Part 2: Challenging the Man of Steel
There have traditionally been three distinct approaches to plotting stories in which Superman is legitimately challenged. Two of them tend to be dead ends. The first has been simply to invent a villain who is so physically powerful that he/she can hurt Superman via superior raw power. Typically this approach is little more than a publicity stunt: Superman inevitably realizes at some point in the conflict that he’s been holding himself back. No sooner does he realize this than he cuts loose with what he (and we) assume must be his full power, and the villain is taken out quickly. Then the cycle runs again. Lather, rinse, and repeat.
A second option is the one best exemplified by Bryan Singer’s 2005 film Superman Returns. In this line of storytelling the assumption is that since Superman cannot be harmed physically, the only way to get at him is via his emotions.
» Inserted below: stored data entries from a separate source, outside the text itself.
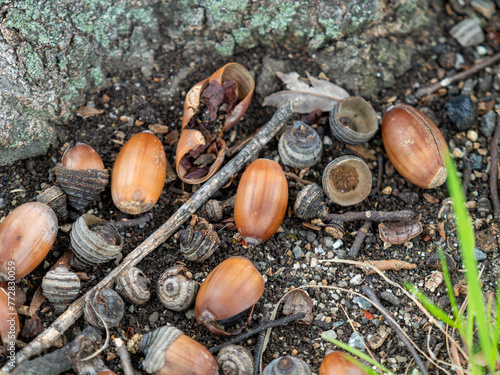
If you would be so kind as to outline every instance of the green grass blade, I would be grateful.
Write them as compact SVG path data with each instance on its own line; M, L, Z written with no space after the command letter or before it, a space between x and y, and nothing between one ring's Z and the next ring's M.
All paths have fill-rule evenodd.
M424 307L438 320L442 321L445 324L448 324L451 327L454 327L460 330L460 324L458 324L455 320L450 318L448 313L441 309L438 305L432 302L424 293L415 288L410 283L404 284L405 288L408 289L418 300L424 305Z
M481 350L486 357L490 371L494 371L497 354L493 351L492 338L488 331L486 311L483 303L483 290L479 283L477 262L474 258L474 230L469 212L465 207L462 184L458 178L455 163L449 153L445 154L445 162L448 170L448 191L453 199L453 211L455 213L458 239L466 270L465 278L467 280L467 294L469 297L467 306L468 315L473 315L475 318Z
M457 301L455 300L455 294L453 293L453 286L451 285L451 277L450 271L448 270L448 263L446 263L446 258L444 257L443 249L438 250L439 259L441 260L441 268L443 270L444 282L446 284L446 290L448 291L448 298L450 299L451 308L453 311L453 316L455 317L455 321L458 323L462 323L462 314L460 313L460 309L457 308ZM463 330L463 327L460 328Z
M344 349L345 351L365 360L366 362L368 362L371 365L377 367L378 369L388 373L389 375L396 375L392 371L390 371L389 369L385 368L382 364L378 363L377 361L374 361L369 355L367 355L366 353L363 353L361 350L353 348L352 346L349 346L349 345L343 343L342 341L335 340L331 337L328 337L325 334L321 335L321 338L323 340L329 341L332 344L335 344L335 345L339 346L340 348ZM361 364L359 362L357 364L360 365L361 367L363 367L363 369L366 372L368 372L370 375L379 375L379 373L377 373L376 371L373 371L371 368L364 366L363 364Z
Toward this end Singer has Lois Lane give birth to Superman’s baby while he is off for five years looking for the remains of Krypton. Another man (James Marsden) raises the child.
In his review of Superman Returns, Roger Ebert declared that the essential problem with Superman is that inevitably Kryptonite must be involved in the story since it is the only way to physically threaten him. There are two things that present themselves from Ebert’s observation. First, Ebert is right to point out that having people always resort to Kryptonite to hurt Superman is problematic. Even Singer, for all his lip service to hurting Superman emotionally, ultimately resorts (spoiler alert!) to Lex Luthor stabbing Superman with it. Somehow, despite being stabbed with Kryptonite on a growing island full of Kryptonite Superman is soon able to push the island into space, one of a number of scenes in the film that prompted a friend of mine to scornfully rechristen Superman Returns as Superman Lifts Heavy Things.
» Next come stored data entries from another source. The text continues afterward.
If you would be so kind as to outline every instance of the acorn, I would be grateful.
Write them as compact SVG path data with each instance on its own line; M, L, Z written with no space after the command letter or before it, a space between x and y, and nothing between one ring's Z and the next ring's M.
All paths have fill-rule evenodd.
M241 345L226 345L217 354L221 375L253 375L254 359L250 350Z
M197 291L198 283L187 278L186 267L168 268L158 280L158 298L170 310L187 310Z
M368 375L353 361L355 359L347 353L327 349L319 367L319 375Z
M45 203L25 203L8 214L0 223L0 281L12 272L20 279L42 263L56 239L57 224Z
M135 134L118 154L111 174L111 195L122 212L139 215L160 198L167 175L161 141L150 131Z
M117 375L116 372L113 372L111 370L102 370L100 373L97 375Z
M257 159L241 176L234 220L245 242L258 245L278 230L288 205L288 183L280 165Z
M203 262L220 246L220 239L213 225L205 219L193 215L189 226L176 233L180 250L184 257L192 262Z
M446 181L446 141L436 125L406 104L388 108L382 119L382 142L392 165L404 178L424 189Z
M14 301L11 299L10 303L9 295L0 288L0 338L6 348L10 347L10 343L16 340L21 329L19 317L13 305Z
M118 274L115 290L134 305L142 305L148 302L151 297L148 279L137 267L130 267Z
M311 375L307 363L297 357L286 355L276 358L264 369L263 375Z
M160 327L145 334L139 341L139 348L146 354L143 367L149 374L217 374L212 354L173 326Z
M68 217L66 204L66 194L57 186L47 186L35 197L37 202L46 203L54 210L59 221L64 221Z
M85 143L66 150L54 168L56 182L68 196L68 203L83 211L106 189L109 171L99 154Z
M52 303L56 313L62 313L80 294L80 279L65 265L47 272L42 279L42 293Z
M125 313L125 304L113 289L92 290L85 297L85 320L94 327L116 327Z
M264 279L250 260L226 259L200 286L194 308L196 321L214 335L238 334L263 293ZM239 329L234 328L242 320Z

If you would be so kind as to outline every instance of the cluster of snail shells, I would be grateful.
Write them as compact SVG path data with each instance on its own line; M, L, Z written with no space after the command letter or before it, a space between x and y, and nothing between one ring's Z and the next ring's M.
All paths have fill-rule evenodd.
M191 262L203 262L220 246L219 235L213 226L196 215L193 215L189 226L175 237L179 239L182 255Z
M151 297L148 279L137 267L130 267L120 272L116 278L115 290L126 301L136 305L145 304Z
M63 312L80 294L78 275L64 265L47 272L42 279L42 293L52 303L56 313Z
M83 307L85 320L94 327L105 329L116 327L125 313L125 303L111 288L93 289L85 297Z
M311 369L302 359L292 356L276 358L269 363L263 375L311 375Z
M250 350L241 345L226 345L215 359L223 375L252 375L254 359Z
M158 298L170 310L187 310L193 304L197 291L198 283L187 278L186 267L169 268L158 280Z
But beyond these objections Superman Returns fails as a Superman story because in order to even start the premise of the “return” we are required to believe that Superman would have a plausible reason to leave Earth for five years, simultaneously jeopardize the safety of his adopted home and his secret identity all at once. Of course, if Superman were really Superman, his moral compass would have prevented him from ever leaving in the first place, especially since his Kryptonian father Jor-el told him emphatically that no one on Krypton survived. So in the end, the second way of giving Superman a challenge tends to give way to the first.
The third way to challenge Superman relies neither on physical or emotional assaults, but through the testing of his conscience. Brute force and/or relational cruelty are merely tools to be employed to this third end. If Superman’s moral compass can be broken then he can be defeated by betraying his own values and becoming what he once fought against. This is obviously where Superman as a character gets much more interesting.
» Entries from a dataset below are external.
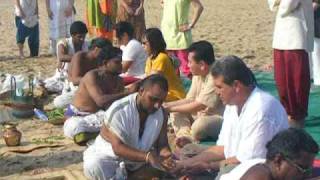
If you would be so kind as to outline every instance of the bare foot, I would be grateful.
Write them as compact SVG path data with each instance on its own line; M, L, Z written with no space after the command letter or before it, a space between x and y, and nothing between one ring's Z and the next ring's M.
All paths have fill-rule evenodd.
M19 59L21 59L21 60L23 60L23 59L25 59L26 57L23 55L23 54L20 54L19 55Z

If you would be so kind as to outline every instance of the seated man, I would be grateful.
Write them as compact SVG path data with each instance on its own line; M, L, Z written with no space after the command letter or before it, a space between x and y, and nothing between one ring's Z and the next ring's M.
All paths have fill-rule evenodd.
M119 22L115 26L115 34L122 50L122 73L125 85L141 79L147 54L142 44L133 38L134 29L128 22Z
M281 103L256 87L256 80L244 62L235 56L217 61L212 69L215 91L226 105L217 145L177 162L173 172L228 172L240 162L265 158L265 145L288 128Z
M72 102L72 98L78 89L81 78L88 71L98 67L97 58L102 48L106 46L112 46L109 40L105 38L96 38L92 40L90 50L88 52L79 51L74 54L68 67L68 81L64 84L65 91L54 99L53 104L55 107L65 108Z
M45 87L49 91L62 91L72 56L78 51L88 51L88 43L85 41L87 33L87 26L81 21L75 21L70 27L71 37L57 43L58 67L55 75L45 80Z
M86 138L81 140L85 132L89 134L99 132L104 110L115 100L134 92L134 90L125 92L122 79L119 77L121 50L109 47L101 52L98 57L99 68L89 71L81 79L73 102L65 113L66 117L70 118L64 124L64 134L74 138L76 143L88 140ZM80 139L77 139L78 137Z
M215 61L212 45L207 41L193 43L189 49L189 68L193 75L191 88L185 99L165 103L171 113L176 145L217 139L222 124L223 105L214 92L210 67Z
M100 135L84 152L84 173L89 179L112 178L119 161L124 161L129 171L135 171L145 163L161 168L159 158L171 156L167 116L161 108L168 93L167 80L151 75L141 84L138 93L111 105Z
M266 148L267 160L241 163L220 180L303 180L312 175L319 146L304 130L290 128L282 131L268 142Z

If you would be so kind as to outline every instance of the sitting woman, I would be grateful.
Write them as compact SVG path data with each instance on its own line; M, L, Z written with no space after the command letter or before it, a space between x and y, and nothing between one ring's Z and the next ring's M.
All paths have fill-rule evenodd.
M161 31L157 28L147 29L142 44L148 54L145 68L146 75L162 74L168 80L169 91L166 101L183 99L186 93L180 78L175 72L172 59L165 52L166 42Z

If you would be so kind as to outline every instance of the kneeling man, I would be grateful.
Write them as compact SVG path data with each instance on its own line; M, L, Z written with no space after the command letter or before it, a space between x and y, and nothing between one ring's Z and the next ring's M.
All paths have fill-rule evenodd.
M100 135L84 152L84 173L89 179L110 179L120 161L135 171L146 163L161 167L159 157L171 156L167 116L161 108L167 93L167 80L151 75L141 82L138 93L111 105Z
M89 71L82 79L72 104L65 113L64 134L75 137L83 132L99 132L104 110L115 100L132 93L124 91L121 73L121 50L109 47L98 57L99 68ZM81 140L80 140L81 141ZM83 140L85 141L85 140Z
If he stands for truth, justice and the American way, then challenging Superman via this third method involves posing the questions: “What is the truth?” “What is justice” and “What is the American way?” It should come as no surprise that these are the three questions over which Superman and Lex Luthor commonly battle each other. They are ultimately questions of legacy: what legacy is, for whom it is made, and the foundation upon which it should be built.